摘要
能源匮乏与环境亟待保护双重因素,加速了风能在大型远洋船舶上的应用研究进程。本课题系风翼助航船舶的应用基础研究,采用仿真和风洞试验等方法,以7.6万吨风翼助航目标船为研究对象,对风翼作用力、船舶阻力、主机动力学与运动学特性,以及风翼应用技术对策进行了研究。
首先,通过理论计算,分析了目标船舶在不同风速、不同航速时的船舶阻力;采用船模试验方法分析了目标船使用风翼助航系统所引起的船舶漂角对船舶阻力的影响,并计算了船舶舵角对船舶阻力的增益。分别利用CFD软件仿真和风洞试验等方法计算了不同风速时的风翼助推力,并进行了风翼作用力能效分析。结果表明:船体迎风角在100°左右时最适宜使用风翼助航装置,船体迎风角太大或太小时均不能取得最大的助推力;风翼助航节能效果可达10%以上。
其次,从动力学角度对风翼-柴油机混合动力船舶主机主要运动部件的载荷规律进行了研究。利用Pro/Engineer等软件建立了目标船MAN B&W5S60MC主机的ADAMS虚拟样机,并利用虚拟样机计算了风翼助推力变化所引起的主机变负荷、变转速和同时变负荷变转速三种动态工况下主机主要运动部件的载荷变化规律。结果表明:使用风翼助航系统时,风翼助推力的变化会导致船舶主机工况发生变化,此时主机曲轴的载荷规律变得更加复杂(尤其是5#主轴颈);主机负荷对主机各主要运动部件的载荷规律基本无影响,而主机转速对主机各主要运动部件的载荷规律影响较大。WDS使用风翼助推系统时,采用主机定转速而自动调节主机负荷控制方式对主机各主要运动部件的冲击力最小;如果采用主机定负荷而自动调节主机转速控制方式,则需尽量控制主机转速平稳变化,防止主机转速变化速率过大而引起主机连杆、曲轴等主要运动部件的载荷波动。
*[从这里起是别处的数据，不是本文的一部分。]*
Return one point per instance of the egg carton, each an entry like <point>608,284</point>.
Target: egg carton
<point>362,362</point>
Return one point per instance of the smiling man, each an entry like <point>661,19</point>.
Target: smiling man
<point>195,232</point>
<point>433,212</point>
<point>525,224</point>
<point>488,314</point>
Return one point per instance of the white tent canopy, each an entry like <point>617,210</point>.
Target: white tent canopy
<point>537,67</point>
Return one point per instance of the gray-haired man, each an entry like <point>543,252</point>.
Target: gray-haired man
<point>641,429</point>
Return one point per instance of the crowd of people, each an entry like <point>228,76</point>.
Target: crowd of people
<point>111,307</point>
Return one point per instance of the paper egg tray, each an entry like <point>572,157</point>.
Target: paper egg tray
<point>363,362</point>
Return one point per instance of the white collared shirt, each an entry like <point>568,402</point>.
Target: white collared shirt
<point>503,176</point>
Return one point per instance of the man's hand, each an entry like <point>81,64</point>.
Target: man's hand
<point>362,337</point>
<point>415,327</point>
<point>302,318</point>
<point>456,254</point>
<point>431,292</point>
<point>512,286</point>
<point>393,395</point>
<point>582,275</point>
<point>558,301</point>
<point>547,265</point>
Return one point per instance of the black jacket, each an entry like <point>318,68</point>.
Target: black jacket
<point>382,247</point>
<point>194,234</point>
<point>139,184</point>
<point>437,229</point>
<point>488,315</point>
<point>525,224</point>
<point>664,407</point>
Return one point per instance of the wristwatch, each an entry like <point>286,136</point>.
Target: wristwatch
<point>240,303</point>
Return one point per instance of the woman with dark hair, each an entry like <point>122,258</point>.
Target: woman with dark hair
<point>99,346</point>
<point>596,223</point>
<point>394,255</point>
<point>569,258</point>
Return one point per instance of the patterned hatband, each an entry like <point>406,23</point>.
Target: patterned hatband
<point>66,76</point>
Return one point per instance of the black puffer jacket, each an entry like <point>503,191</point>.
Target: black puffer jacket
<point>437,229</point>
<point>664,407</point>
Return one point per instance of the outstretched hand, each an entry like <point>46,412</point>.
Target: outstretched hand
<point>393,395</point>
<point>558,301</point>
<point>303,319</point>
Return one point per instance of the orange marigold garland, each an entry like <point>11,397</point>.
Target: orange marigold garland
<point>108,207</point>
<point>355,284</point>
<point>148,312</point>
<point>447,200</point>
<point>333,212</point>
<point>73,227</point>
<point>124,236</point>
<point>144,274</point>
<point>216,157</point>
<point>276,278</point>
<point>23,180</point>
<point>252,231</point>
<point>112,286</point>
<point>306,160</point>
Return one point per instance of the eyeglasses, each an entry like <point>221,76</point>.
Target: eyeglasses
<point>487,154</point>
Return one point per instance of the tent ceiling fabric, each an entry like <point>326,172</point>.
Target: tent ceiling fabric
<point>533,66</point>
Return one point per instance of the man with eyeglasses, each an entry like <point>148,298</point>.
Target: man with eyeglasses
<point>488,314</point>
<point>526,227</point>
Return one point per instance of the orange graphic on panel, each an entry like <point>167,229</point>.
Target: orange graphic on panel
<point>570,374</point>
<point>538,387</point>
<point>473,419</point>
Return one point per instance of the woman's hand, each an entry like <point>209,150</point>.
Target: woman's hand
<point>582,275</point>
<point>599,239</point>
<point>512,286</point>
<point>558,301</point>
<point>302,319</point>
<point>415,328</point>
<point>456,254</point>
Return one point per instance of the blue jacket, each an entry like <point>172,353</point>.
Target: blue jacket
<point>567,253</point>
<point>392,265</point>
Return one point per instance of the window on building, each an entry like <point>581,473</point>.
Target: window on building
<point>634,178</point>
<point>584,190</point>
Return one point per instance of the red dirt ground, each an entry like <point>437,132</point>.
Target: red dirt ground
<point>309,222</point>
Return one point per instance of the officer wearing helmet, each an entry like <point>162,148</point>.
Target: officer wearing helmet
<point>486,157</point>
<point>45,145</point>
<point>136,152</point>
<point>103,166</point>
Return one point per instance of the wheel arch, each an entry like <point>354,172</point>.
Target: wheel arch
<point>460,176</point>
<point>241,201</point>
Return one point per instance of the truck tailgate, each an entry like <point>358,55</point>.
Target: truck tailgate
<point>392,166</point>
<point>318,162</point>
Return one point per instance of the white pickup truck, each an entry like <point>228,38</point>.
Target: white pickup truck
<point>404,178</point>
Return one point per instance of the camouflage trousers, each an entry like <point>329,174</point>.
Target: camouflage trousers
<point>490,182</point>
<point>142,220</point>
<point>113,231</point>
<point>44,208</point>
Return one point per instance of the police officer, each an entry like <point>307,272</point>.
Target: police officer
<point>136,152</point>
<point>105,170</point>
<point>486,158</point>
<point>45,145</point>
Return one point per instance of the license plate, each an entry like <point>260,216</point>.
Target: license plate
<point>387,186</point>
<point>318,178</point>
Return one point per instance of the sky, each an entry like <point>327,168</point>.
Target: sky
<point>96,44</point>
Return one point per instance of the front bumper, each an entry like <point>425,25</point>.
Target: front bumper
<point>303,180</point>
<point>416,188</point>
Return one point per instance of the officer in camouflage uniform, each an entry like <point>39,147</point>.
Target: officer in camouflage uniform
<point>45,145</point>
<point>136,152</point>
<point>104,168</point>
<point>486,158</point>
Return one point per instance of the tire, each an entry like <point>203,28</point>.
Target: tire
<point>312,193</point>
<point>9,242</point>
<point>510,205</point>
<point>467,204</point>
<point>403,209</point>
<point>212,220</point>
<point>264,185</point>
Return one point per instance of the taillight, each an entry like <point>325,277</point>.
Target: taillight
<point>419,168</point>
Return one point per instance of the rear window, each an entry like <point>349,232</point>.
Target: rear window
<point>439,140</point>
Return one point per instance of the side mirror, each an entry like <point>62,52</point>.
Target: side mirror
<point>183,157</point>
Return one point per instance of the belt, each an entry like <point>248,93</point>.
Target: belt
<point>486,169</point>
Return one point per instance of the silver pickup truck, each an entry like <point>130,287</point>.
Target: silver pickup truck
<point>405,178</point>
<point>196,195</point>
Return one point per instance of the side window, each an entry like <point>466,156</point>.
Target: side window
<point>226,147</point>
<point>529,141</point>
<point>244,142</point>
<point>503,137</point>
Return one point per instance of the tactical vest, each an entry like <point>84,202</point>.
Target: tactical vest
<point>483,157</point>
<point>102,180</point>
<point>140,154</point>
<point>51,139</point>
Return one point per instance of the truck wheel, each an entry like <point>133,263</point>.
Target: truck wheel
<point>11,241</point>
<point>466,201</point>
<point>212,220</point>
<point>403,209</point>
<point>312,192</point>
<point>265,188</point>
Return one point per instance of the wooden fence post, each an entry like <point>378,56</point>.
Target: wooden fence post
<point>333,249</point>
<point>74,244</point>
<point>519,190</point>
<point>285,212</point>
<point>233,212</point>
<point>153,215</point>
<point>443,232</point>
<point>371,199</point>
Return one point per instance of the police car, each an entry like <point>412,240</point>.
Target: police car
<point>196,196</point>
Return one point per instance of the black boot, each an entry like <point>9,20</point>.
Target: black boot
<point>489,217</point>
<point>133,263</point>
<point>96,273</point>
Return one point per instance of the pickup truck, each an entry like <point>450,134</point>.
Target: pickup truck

再次,从运动学角度研究了7.6万载重吨风翼-柴油机混合动力船舶推进系统特性。采用Matlab/Simulink软件对风翼-柴油机混合动力船舶主推进系统进行了仿真计算,分析了风翼助推力的各种扰动对船舶主机功率、扭矩和转速等输出特性的影响。建立了船、机、桨、翼的数学模型,搭建了主机定转速、主机定油门刻度和船舶定航速等不同航行模式的船舶主推进系统模型,并采用不同形状的干扰波模拟复杂多变的风翼助推力,对三种不同的航行模式下的船机桨翼模型进行了仿真。根据仿真结果分析了不同航行模式下,风翼助推力各扰动波形对船舶主机转速、主机每循环耗油量、主机扭矩、主机功率、船舶航速和船舶阻力等各特性参数的影响。
最后,提出了“可行、安全、节能”的风翼助航典型船舶选型原则;分析了风翼-柴油机混合动力船舶应用的制约因素,并有针对性地提出了改善船舶主推进系统性能的相关措施和风翼-柴油机混合动力船舶的新型调速控制策略。
As a consequence of energy shortage and environmental protection, the research process of wind energy utilization on large ocean-going vessels is in going on at a greatly accelerated pace. In this thesis, the fundamental study for application on wing-assisted vessel has been studied. By using method of simulation and wind tunnel, the driving force of wind and resistance of ship, as well as the dynamics and kinematics of marine main engine and the technical countermeasure of application have been studied.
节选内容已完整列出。